Definition
A practical single-pilot risk management check used in general aviation, in which the pilot pauses at key points in a flight to evaluate five categories of risk: the Plan (route, weather, fuel, regulations), the Plane (mechanical condition, equipment, fuel state), the Pilot (fitness, currency, experience), the Passengers (their needs, experience, and possible influence on decisions), and the Programming (avionics, autopilot, GPS, and other automation).
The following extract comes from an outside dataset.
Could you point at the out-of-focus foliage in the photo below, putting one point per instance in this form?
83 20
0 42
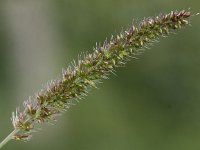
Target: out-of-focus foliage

The check is performed at predefined decision points such as preflight, pretakeoff, cruise, predescent, and before approach, allowing the pilot to update their assessment as conditions change.
Plain English
A simple checklist a pilot runs through at set points in the flight to ask, 'Is anything about my plan, my aircraft, me, my passengers, or my equipment changing in a way I need to deal with?'
Context Anchor
Used in single-pilot resource management training, preflight planning, and in-flight decision-making, especially when conditions change.
Derivation
The phrase originates from the five aviation elements that each begin with the letter P, creating a simple mnemonic for resource management in the cockpit.
Why Pilots Care
It helps a lone pilot catch overlooked factors that could lead to poor decisions or loss of situational awareness.
Grounding Statement
If weather worsens, fuel runs lower than expected, a passenger feels sick, or avionics become distracting, the Five Ps give the pilot a quick way to organize the decision.
Intuition Check
Do not treat the Five Ps as five emergency steps to complete once. They are five areas to review repeatedly as the flight situation changes.
Example Sentence 1
Before starting his descent into the busy terminal area, he ran through the 5 Ps and realized the weather had shifted enough to warrant a diversion.
Example Sentence 2
When weather began to deteriorate, the pilot paused to recheck the Five Ps and elected to divert.